Jessica Andritz, director of Land Use and Growth Management for St. Mary’s County, on Thursday announced the launch of Saint Mary’s 2050, a multi‑stage update of the county’s comprehensive plan that will rely on community visioning sessions, online tools and consultant support.
Andritz told the Economic Development Commission the project launched in fall 2024 and that the first public engagement window begins immediately with eight in‑person “community visioning” meetings already scheduled at libraries, a fire department and St. Mary’s College. The sessions will run about 90 minutes and include facilitated activities, surveys and mapping exercises. One session will be conducted entirely in Spanish with translation support from the health department.

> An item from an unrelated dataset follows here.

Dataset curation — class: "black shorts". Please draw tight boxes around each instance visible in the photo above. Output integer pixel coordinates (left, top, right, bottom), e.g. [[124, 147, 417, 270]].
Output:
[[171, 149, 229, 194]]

The visioning process is intended to gather residents’ views about what they value today and what they want St. Mary’s County to look like in 25–30 years. Andritz said the county hired a consultant team (Clarion and subconsultants) to provide research and benchmarking and that staff will present draft plan sections for public review before the Planning Commission and County Commissioners consider adoption in winter 2025 or 2026. She emphasized the effort seeks broad and particularly inclusive outreach to underrepresented groups and social networks across the county.
Andritz said the project will combine in‑person work—large boards and sticker dots on maps to identify transportation and growth priorities—with online options including drag‑and‑drop digital mapping for people who cannot attend. She said the engagement will include a survey and questions about funding priorities later in the process, but the first round is intentionally framed as a “dream” or visioning phase so residents can describe long‑term values without immediate budget constraints.
Commission members asked about the make‑up and timing of the community engagement team and whether consultants would participate in the visioning sessions. Andritz said early meetings were held in December to recruit community connectors and that consultants will attend the initial sessions, but county staff will lead ongoing outreach to build local relationships. She also said the last comprehensive plan was adopted in 2010, with substantial amendments in 2016, and that this update is timed to re‑examine county direction for the next decades.